Dq_Treat Franchise · 2025 FDDAnswer from 2025 FDD Document
- 17.9. Acumera provides both internal and external vulnerability scanning services administered by the third-party ASV for those Participating Locations subscribing to those services.
Acumera provides limited advisory services to assist with the completion of PCI-DSS.
Notwithstanding the aforementioned, Acumera does not warrant or assume any legal liability or responsibility concerning Participating Location's compliance with the PCI Data Security Standard.
Acumera, is not responsible for the completion of Participating Location's Self-Assessment Questionnaire (SAQ), the filing or refiling of failed external ASV scan exceptions, the failure of scans due to Participating Location premise IP address changes, or any other PCI-DSS requirement that requires Participating Location's action or attestation.
Further, Participating Location acknowledges and agrees that Participating Location's use of Acumera's services does not guarantee PCI compliance or that the implementation of those services alone will make Participating Location's systems secure from unauthorized access. Participating Location is responsible for PCI compliance and notification of any suspected breach of its systems and Acumera is not responsible for any fines, penalties or registration fee imposed by any payment card association or its acquiring bank for Participating Location's failure to be PCI compliant.
Source: Item 17 — The following paragraph is added to the end of Item 17 of the Disclosure Document: (FDD pages 70–378)
What This Means (2025 FDD)
According to the 2025 Dq Treat FDD, Acumera provides specific services to Participating Locations to assist with PCI-DSS compliance. These services include both internal and external vulnerability scanning, which are administered by a third-party ASV (Approved Scanning Vendor) for those locations that subscribe to these services. Acumera also offers limited advisory services to aid in the completion of PCI-DSS requirements.
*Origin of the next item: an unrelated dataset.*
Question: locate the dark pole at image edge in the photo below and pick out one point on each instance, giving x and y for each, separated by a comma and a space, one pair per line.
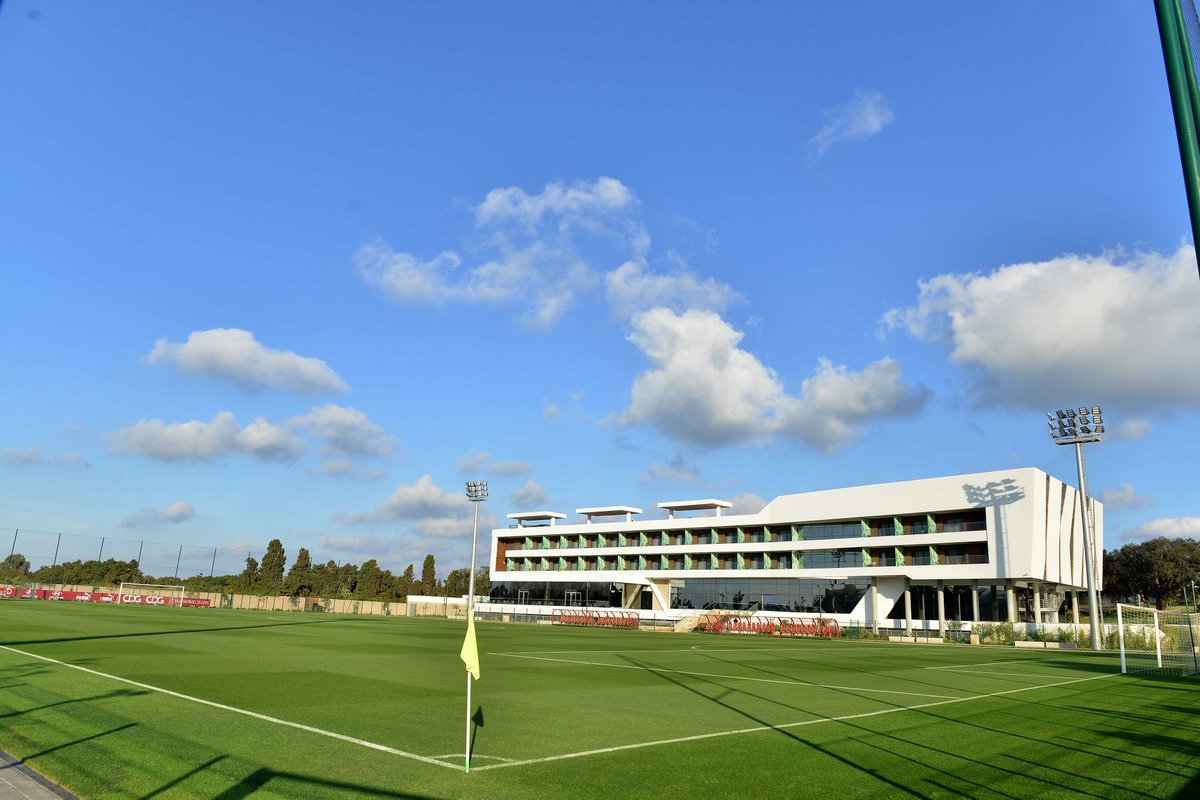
1181, 80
However, the FDD clearly states that Acumera does not guarantee PCI compliance, nor does it assume any legal liability or responsibility for a Participating Location's compliance with the PCI Data Security Standard. Acumera is not responsible for completing the Self-Assessment Questionnaire (SAQ), handling failed external ASV scan exceptions, or addressing scan failures due to changes in the Participating Location's IP address. These responsibilities fall on the Participating Location.
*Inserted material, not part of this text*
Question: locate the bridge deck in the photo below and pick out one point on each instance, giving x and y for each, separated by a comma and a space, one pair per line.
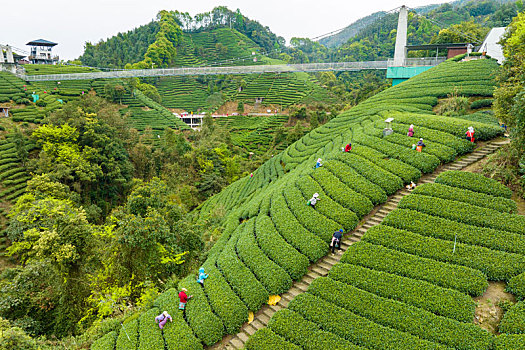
258, 69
Furthermore, the FDD emphasizes that using Acumera's services does not ensure that a Participating Location's systems are secure from unauthorized access. The Participating Location remains responsible for PCI compliance and for notifying the appropriate parties of any suspected security breaches. Acumera is not liable for any fines, penalties, or registration fees imposed by payment card associations or acquiring banks due to the Participating Location's failure to comply with PCI standards. Dq Treat franchisees should be aware of these limitations and ensure they understand their own responsibilities for maintaining PCI compliance.